Mr. Vampire (1985)

MrVampirePosterAs far as vampire-related films go, this film is definitely a rare species. Though not as compelling as others, this one is definitely more bizarre than many others, and is certainly a hilarious alternative. Apparently popular enough to spawn a line of sequels and spin-offs, and though its not the first of its kind, the film’s popularity effectively kickstarted a trend of Chinese comedy-horror films. Though it essentially plays out like a genre film, it takes its chosen genre in a creative and interesting way.

The film’s story is themed around the jiangshi – the hopping corpses in Chinese folklore that are sometimes described as vampires. In the film, a Taoist priest named Master Kau is given the task of removing the father of a wealthy businessman and rebury it. However, the exhumed body reawakens as a savage hopping corpse, threatening the safety of the other villagers, so it’s up to Master Kau and his two inept disciples to stop the bloodthirsty corpse.

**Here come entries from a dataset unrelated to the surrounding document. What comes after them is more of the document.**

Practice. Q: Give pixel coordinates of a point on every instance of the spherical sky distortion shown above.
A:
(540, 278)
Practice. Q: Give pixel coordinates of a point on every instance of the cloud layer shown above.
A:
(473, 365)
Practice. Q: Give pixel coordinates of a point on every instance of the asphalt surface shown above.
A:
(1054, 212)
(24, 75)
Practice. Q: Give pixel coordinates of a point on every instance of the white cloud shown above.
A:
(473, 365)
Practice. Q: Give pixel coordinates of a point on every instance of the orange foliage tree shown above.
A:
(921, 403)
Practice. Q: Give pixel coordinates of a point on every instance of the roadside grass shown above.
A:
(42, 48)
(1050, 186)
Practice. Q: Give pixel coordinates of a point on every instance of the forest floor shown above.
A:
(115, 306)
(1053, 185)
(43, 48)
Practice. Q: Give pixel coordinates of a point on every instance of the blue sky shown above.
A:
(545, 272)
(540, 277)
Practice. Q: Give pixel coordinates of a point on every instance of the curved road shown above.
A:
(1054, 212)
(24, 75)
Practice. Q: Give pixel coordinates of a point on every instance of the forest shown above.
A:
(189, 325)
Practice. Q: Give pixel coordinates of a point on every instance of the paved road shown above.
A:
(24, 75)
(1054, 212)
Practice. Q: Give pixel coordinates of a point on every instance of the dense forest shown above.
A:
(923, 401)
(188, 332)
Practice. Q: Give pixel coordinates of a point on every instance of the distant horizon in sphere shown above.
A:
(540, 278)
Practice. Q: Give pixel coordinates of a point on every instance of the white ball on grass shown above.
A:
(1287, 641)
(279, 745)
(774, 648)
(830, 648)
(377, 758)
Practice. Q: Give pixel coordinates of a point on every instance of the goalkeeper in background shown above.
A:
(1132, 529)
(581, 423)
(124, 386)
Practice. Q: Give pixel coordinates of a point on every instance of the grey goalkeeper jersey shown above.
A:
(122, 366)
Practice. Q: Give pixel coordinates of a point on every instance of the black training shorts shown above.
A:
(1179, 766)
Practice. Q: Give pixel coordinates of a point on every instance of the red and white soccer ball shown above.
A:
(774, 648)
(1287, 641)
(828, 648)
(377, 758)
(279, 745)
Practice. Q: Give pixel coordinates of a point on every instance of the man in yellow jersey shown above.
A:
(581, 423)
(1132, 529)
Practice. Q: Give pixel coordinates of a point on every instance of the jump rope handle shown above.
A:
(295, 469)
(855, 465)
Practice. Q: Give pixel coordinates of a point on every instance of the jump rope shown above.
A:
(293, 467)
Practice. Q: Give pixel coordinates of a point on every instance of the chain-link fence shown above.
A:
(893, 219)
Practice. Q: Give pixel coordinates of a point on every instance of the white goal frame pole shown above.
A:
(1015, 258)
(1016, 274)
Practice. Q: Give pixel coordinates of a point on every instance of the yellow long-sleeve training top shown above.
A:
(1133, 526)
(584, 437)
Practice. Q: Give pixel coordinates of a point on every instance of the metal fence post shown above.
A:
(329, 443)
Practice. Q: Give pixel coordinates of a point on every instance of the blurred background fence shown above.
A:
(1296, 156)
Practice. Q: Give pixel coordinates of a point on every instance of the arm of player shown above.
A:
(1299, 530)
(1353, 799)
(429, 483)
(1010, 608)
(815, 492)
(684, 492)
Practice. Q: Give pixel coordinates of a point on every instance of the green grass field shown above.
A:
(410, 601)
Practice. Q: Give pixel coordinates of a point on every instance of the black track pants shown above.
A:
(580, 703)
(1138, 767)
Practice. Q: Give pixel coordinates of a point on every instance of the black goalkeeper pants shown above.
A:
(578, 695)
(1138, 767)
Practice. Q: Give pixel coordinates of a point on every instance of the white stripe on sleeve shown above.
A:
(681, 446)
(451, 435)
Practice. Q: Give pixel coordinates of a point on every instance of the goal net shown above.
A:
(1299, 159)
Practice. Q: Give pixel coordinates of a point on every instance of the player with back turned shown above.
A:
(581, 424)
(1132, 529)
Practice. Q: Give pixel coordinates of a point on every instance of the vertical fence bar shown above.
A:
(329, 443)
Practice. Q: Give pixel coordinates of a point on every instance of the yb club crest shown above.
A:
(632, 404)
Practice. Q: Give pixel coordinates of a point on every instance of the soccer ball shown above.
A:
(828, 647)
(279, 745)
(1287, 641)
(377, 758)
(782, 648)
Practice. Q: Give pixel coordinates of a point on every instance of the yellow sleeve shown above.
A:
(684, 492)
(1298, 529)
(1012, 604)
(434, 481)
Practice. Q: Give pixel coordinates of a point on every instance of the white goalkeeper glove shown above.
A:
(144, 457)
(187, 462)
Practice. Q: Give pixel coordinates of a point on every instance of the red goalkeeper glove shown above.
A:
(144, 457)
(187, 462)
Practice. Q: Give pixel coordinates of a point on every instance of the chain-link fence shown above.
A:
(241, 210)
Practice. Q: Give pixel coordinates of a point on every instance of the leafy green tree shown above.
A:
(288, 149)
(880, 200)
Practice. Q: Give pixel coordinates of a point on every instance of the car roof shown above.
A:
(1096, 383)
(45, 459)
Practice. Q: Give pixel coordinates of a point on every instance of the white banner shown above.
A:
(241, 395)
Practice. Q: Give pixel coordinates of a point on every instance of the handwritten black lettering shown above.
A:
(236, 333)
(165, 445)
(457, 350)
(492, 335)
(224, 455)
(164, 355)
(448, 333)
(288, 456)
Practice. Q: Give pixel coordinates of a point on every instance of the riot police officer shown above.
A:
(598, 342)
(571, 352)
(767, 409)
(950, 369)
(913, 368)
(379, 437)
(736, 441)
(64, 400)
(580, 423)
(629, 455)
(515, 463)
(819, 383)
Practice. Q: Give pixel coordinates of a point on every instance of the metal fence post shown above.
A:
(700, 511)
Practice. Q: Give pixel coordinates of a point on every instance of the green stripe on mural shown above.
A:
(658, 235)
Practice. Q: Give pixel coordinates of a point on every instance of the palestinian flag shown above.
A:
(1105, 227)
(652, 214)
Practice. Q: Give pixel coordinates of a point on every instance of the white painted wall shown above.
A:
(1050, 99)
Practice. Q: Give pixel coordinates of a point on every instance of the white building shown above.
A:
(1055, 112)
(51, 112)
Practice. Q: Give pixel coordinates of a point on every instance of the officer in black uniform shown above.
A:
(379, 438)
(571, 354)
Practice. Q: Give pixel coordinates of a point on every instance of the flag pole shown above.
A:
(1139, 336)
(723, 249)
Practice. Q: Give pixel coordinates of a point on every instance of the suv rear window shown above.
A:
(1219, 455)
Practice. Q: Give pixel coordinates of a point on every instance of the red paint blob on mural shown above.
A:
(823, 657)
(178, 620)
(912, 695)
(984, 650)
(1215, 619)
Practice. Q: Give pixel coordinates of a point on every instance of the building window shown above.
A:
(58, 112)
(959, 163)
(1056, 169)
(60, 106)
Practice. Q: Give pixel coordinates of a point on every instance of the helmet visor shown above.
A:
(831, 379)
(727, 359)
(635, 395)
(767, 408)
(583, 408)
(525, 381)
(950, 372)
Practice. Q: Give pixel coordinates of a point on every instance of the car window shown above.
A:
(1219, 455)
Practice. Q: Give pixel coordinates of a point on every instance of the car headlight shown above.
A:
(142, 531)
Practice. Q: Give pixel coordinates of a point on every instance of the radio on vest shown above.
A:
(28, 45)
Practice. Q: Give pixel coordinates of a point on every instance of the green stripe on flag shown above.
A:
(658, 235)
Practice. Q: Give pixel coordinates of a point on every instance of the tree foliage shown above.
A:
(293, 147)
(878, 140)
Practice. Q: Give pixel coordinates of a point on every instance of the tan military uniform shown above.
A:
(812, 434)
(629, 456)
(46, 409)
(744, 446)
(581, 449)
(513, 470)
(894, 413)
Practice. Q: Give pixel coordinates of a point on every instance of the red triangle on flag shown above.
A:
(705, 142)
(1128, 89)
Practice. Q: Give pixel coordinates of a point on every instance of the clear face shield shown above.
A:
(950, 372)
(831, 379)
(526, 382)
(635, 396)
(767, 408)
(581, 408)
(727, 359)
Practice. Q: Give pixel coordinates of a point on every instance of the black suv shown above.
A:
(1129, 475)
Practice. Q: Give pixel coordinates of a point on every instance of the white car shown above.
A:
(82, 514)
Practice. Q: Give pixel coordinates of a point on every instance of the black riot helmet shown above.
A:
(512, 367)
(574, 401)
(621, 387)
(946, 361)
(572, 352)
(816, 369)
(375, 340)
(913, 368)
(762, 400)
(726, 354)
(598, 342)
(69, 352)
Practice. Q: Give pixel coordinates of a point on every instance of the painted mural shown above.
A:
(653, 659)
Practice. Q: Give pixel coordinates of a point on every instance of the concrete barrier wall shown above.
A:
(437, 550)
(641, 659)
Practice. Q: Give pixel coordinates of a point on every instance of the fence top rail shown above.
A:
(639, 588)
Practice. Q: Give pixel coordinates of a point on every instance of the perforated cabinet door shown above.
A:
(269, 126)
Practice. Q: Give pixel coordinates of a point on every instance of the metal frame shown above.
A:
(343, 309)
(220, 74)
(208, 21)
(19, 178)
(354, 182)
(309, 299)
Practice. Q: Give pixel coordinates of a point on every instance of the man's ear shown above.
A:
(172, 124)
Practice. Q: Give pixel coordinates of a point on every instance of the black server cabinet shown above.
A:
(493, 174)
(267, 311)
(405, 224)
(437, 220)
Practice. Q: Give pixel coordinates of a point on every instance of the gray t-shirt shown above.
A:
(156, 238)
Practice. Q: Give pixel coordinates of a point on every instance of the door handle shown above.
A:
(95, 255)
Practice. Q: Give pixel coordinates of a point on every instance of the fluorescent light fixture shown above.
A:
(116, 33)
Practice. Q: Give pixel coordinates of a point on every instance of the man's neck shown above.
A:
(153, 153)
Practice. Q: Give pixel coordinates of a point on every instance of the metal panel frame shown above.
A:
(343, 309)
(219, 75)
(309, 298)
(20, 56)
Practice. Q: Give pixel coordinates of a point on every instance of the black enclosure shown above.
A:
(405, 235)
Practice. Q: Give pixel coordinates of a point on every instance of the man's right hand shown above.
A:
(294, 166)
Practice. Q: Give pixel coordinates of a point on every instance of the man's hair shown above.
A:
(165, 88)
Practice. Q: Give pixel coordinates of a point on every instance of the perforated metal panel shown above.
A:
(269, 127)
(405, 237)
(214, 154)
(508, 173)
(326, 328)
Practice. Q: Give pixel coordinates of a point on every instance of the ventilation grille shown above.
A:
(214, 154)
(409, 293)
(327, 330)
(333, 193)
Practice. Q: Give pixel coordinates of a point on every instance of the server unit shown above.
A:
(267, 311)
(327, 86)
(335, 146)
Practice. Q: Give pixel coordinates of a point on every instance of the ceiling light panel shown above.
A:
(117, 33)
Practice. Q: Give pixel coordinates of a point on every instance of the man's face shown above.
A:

When I first saw the hopping corpses I thought they were part of the comedy, until I read up about the folklore and this began to make sense. Of course, the way the hopping corpses are depicted is hilarious. The story is pretty much written much like a typical horror film, but in a very irreverent way. I saw a review where this film is compared to one of my more recent picks, A Chinese Ghost Story, where the reviewer say that Mr. Vampire is more demented by comparison, and that would certainly be accurate. The story is a bit muddled, but it’s mainly action-driven, with a blend of slapstick humour and martial arts, and its packaged neatly into a fast-paced film.

Right off the bat, the characters come across as goofy, but then, I think I ought to blame the badly translated subtitles, some of which were hilarious anyway. The acting is already, and the performances are suitably camp, which kind of works for this film for some reason. From what I can tell, the actors weren’t necessarily trying to be serious, and that’s the point. It’s not necessarily a serious horror film, in fact it’s irreverent tone is what makes this film so enjoyable in the first place.

The only thing I criticise would be the special effects, which look pretty cheap, or maybe it aged badly, or maybe its quality I’ve seen the film at (note to self, I should stop using low-quality videos online for too long). In a way, the special effects sort of add to the comedy, but if you’re a fan of the frenetic craziness of Hong Kong action films, I’m sure you’ll enjoy the film’s ably choreographed action scenes, which are very typical of this kind of film. All in all, I’m not as much of a fanatic about this film as others are, I did enjoy the film, if mainly because of its silly take on vampire horror, and the charmingly irreverent way in which this unique approach was executed.